1 The principles of relativity and determinacy
A series of experimental facts is at the basis of classical mechanics. We list some of them.
A Geometry and order
Space and time are both three-dimensional and Euclidean.
B Galileo’s principle of relativity
There exist basic coordinate systems possessing the following two properties:
- All the laws of motion are in all cases the same in all basic coordinate systems.
- All coordinate systems in uniform rectilinear motion with respect to a basic one are themselves basic coordinate systems.
In other words, if a coordinate system attached to the earth is basic, then an experimenter on a train which is moving uniformly in a straight line with respect to the earth cannot detect the motion of the train by experiments conducted entirely inside their car.
In reality, the coordinate system associated with the earth is only approximately basic. Coordinate systems associated with the sun, the stars, etc. are more nearly basic.
C Newton’s principle of determinacy
The initial state of a mechanical system (the totality of positions and motions of its points at some index of events) uniquely determines all of its motion.
It is hard to doubt this fact, since we learn it very early. One can imagine a world in which to determine the future of a system one must also know the change of motion of the initial state, but experience shows us that our world is not like this.
2 The Galilean group and Newton’s equations
We denote the set of all real numbers by ℜ. We denote by ℜn an n-dimensional real vector space.
Affine n-dimensional space An is distinguished from ℜn in that there is “no fixed origin.” The group ℜn acts on An as the group of parallel displacements:
a → a + b, a ∈ An, b ∈ ℜn, a + b ∈ An.
[Thus the sum of two points of An is not defined, but their difference is defined and is a vector in ℜn.]
A Euclidean structure on the vector space ℜn is a positive definite symmetric bilinear form called a scalar product. The scalar product enables one to define the metric
ρ(x, y) = || x − y || = √(x − y, x − y)
between points of the corresponding affine space An. An affine space with this metric function is called a Euclidean space and is denoted by En.
B Galilean structure
The Galilean space-time structure consists of the following three elements:
1. The universe—a six-dimensional affine space A6. The points of A6 are called world points or events. The parallel displacements of the universe A6 constitute a vector space ℜ6.
2. Order—a linear mapping r: ℜ6 → ℜ from the vector space of parallel displacements of the universe to the real “order axis.” The order interval from event a ∈ A6 to event b ∈ A6 is the number from the mapping r(b − a). If r(b − a) = 0, then the events a and b are called simulordinate.

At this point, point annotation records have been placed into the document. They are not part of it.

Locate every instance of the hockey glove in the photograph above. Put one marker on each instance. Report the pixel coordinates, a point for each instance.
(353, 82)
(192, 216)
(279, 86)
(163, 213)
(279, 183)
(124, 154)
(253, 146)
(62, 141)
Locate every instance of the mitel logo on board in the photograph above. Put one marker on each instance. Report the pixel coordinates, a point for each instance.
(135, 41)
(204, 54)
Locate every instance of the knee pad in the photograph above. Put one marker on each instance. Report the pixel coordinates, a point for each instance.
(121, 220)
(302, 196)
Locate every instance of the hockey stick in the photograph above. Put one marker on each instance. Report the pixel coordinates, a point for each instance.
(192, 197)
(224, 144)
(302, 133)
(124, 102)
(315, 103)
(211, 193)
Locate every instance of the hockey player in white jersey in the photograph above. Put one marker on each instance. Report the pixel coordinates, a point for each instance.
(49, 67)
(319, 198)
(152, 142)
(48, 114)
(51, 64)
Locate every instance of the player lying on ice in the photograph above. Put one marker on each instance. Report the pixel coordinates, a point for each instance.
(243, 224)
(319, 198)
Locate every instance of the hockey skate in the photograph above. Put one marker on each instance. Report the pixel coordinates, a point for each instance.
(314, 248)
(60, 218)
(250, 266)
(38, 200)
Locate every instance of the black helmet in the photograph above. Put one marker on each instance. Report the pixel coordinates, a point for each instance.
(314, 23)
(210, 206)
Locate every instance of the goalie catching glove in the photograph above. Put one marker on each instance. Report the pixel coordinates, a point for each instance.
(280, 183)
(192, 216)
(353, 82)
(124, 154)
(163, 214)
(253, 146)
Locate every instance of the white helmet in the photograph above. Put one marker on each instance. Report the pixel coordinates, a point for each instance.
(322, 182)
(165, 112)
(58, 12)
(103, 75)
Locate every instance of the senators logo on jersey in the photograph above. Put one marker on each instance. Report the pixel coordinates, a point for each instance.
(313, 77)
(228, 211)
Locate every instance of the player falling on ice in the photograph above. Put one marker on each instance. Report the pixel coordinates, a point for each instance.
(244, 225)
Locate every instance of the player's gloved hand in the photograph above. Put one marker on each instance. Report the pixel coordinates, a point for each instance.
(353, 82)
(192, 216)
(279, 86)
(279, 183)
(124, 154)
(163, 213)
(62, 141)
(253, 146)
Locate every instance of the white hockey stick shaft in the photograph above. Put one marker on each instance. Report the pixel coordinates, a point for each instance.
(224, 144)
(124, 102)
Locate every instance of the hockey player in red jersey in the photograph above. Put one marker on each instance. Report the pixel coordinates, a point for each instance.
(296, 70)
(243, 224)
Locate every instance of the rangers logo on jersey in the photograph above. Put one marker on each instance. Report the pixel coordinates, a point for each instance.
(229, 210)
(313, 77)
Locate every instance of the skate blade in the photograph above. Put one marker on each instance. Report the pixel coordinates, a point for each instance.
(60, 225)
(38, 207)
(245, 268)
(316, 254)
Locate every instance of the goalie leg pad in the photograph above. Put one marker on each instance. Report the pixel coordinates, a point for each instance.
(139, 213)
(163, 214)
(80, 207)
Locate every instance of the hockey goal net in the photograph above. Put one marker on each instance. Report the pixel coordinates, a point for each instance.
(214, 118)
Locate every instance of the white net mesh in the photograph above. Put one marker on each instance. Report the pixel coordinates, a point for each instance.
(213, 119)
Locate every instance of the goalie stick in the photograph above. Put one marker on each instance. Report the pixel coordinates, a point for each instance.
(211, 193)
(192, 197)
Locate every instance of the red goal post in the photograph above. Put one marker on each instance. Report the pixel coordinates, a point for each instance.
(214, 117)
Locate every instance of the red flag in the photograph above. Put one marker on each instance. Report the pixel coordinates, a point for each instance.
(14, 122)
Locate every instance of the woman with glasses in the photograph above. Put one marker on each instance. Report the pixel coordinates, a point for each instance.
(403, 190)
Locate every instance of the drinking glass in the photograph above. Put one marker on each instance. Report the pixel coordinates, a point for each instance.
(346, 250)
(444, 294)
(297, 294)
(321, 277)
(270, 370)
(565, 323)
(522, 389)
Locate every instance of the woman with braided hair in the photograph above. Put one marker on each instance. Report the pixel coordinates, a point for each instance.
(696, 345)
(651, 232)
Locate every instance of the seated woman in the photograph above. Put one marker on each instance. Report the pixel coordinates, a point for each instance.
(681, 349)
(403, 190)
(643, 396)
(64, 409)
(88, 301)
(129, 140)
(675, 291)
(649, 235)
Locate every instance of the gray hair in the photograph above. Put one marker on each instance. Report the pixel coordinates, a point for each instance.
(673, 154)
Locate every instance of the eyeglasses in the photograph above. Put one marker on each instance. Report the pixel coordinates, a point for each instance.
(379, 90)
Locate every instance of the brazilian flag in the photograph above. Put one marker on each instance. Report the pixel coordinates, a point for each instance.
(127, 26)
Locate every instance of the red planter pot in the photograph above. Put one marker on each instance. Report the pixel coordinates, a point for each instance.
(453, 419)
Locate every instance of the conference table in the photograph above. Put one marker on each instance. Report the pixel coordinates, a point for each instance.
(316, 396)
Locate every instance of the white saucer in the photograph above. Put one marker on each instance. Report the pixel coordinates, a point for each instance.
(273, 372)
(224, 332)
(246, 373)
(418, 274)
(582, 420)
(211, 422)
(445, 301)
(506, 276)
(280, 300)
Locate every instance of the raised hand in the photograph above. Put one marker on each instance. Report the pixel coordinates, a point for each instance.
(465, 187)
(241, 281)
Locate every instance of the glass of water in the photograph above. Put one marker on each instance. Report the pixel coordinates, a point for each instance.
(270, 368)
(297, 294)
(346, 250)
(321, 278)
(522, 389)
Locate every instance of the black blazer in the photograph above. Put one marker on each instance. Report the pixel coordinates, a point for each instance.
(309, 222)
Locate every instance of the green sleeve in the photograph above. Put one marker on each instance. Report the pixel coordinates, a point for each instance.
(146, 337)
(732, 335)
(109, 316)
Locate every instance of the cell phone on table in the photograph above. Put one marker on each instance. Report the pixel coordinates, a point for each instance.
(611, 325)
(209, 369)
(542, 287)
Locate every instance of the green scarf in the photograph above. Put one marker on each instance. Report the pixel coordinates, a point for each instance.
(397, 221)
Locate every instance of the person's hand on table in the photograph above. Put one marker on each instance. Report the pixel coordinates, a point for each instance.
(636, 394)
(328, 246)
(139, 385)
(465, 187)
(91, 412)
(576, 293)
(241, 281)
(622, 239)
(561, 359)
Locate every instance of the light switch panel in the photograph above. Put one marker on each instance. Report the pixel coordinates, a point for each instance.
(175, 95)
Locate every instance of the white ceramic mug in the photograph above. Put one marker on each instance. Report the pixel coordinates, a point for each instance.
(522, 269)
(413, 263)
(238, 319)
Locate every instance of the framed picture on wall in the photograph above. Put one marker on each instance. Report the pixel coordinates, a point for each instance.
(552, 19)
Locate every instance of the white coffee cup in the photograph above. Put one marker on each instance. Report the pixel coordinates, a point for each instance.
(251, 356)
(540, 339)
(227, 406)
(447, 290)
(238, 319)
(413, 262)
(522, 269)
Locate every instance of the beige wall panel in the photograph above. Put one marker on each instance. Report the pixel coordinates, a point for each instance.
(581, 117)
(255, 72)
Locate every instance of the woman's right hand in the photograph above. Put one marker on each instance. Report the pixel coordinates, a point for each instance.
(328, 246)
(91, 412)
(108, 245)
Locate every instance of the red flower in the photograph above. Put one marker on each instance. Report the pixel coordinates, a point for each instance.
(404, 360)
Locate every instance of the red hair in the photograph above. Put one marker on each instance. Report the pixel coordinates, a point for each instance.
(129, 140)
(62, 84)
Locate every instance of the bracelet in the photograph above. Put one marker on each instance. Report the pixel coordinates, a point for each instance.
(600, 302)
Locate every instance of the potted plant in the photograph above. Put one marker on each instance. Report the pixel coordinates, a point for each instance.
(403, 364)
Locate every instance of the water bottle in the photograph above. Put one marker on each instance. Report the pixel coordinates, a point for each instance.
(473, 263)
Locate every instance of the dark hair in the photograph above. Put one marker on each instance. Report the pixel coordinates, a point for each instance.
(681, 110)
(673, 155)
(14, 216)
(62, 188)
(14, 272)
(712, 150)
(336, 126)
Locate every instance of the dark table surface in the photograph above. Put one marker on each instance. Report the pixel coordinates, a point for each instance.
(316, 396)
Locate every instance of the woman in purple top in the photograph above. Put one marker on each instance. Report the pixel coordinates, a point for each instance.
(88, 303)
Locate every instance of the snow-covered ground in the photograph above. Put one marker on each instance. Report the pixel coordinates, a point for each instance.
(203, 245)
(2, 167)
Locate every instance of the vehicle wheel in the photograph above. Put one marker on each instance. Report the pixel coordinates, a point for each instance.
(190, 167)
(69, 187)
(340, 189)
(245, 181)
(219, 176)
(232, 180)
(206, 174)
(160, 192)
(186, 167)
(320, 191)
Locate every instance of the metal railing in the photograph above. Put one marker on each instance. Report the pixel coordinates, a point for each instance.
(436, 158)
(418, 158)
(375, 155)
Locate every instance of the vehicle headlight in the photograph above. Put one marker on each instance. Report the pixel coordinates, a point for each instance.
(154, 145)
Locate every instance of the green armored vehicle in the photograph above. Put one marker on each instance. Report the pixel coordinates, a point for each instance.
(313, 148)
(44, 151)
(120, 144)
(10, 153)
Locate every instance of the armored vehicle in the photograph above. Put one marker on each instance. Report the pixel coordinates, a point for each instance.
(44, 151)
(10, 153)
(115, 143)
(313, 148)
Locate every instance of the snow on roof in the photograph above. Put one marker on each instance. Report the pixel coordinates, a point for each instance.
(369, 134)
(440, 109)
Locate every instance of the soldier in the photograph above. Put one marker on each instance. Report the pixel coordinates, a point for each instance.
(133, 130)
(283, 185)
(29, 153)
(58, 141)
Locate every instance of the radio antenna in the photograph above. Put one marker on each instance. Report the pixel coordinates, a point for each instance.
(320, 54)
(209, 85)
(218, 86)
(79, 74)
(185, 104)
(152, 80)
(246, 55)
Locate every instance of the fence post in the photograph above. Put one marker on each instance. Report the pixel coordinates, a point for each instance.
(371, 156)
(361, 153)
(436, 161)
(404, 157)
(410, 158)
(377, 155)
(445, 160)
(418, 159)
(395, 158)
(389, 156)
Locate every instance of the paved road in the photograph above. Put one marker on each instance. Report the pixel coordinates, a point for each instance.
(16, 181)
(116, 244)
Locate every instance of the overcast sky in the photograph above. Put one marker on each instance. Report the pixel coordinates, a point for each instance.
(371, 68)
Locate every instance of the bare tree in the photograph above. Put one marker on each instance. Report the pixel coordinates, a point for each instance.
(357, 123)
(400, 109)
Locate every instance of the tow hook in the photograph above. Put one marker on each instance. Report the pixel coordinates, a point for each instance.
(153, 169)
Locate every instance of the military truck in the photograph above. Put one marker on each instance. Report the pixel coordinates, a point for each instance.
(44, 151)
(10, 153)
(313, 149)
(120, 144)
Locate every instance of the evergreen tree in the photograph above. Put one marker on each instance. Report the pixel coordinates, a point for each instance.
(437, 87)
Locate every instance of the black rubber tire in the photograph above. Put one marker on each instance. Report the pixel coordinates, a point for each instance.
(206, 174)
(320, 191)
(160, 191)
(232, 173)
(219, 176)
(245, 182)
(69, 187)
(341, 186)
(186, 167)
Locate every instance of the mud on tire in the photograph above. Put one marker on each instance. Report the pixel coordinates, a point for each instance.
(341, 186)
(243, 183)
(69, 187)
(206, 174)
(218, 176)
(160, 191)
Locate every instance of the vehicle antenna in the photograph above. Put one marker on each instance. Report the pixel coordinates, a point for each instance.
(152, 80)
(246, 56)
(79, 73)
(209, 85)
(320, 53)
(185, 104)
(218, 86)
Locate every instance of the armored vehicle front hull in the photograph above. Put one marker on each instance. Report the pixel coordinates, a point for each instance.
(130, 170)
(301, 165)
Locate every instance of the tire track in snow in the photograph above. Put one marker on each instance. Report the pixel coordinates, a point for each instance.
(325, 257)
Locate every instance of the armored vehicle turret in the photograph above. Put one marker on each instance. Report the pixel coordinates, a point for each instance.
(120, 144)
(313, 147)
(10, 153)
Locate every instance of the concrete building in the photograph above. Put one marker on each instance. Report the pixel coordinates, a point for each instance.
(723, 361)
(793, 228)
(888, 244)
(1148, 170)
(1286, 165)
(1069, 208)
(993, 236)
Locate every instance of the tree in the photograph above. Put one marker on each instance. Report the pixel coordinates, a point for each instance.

The set of events simulordinate with a given event forms a three-dimensional affine subspace in A6. It is called a space of simulordinate events A3.
The kernel of the mapping r consists of those parallel displacements of A6 which take some (and therefore every) event into an event simulordinate with it. This kernel is a three-dimensional linear subspace ℜ3 of the vector space ℜ6.
The Galilean structure includes one further element.
3. The metric between simulordinate events
ρ(a, b) = || a − b || = √(a − b, a − b) a, b ∈ A3
is given by a scalar product on the space ℜ3. This metric makes every space of simulordinate events into a three-dimensional Euclidean space E3.
A space A6, equipped with a Galilean space-time structure, is called a Galilean space.
One can speak of two event occurring simulordinately in different zones, but the expression “two non-simulordinate events a, b ∈ A6 occurring at one and the same zone in three-dimensional space” has no meaning as long as we have not chosen a coordinate system.
The Galilean group is the group of all transformations of a Galilean space which preserve its structure. The elements of this group are called Galilean transformations. Thus, Galilean transformations are affine transformations of A6 which preserve intervals of order and the metric between simulordinate events.
Let M be a set. A one-to-one correspondence φ1 : M → ℜ3 × ℜ3 is called a Galilean coordinate system on the set M. A coordinate system φ2 moves uniformly with respect to φ1 if φ1 • φ2−1 : ℜ3 × ℜ3 → ℜ3 × ℜ3 is a Galilean transformation. The Galilean coordinate systems φ1 and φ2 give M the same Galilean structure.